Is your inbox filled with unsolicited e-mail?
Some messages are probably harmless, such as the endless jokes that bounce around cyberspace. But others can be malicious. For instance, a message may try to promote fear by describing a scary scenario, like the one about disguised carjackers waving money at you in Wal-Mart’s parking lot. Or a junk e-mail might tell you to be on the alert for a worm that could wipe out your hard drive—and actually contain the worm.
And spam, or unsolicited commercial e-mail, can have serious financial consequences.
For example, you might get phished, which is when a con artist sends you an e-mail from what appears to be a reputable site asking for personal info. If you reply, the result can be credit card fraud or identity theft.
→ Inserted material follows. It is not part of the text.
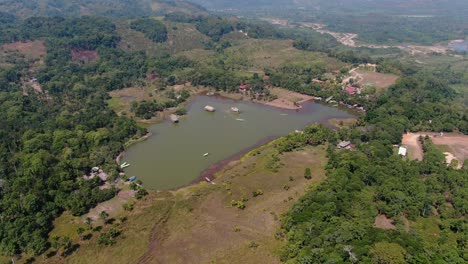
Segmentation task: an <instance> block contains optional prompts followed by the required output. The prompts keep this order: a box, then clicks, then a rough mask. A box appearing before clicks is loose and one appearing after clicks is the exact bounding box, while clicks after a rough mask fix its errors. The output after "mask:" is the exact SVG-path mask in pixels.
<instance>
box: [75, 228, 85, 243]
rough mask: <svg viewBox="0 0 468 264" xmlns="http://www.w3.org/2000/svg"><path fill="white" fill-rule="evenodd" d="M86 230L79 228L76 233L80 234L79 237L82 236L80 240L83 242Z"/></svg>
mask: <svg viewBox="0 0 468 264" xmlns="http://www.w3.org/2000/svg"><path fill="white" fill-rule="evenodd" d="M84 231H85V230H84V228H82V227H78V229H76V232H77V233H78V235H79V236H80V239H81V240H83V233H84Z"/></svg>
Or you could be crammed. That’s the word for what happens when you respond to an e-mail asking you to call a certain phone number. Once you’re connected, the crook will try to add products or services to your phone bill.
Because e-mail has become a popular way to promote false information and conduct scams, web sites such as Snopes.com (http://www.snopes.com/), which let you check out what’s real and what’s not, have been created to combat the problem. If you think you’ve been scammed or you just want to reduce the inflow of junk mail, OnGuardOnline.gov (http://www.onguardonline.gov/default.aspx) can help. You can also report deceptive e-mail by forwarding it to firstname.lastname@example.org.
Of course, nothing replaces old-fashioned vigilance. That’s especially true in a new-fashioned world, where scams are only a mouse click away.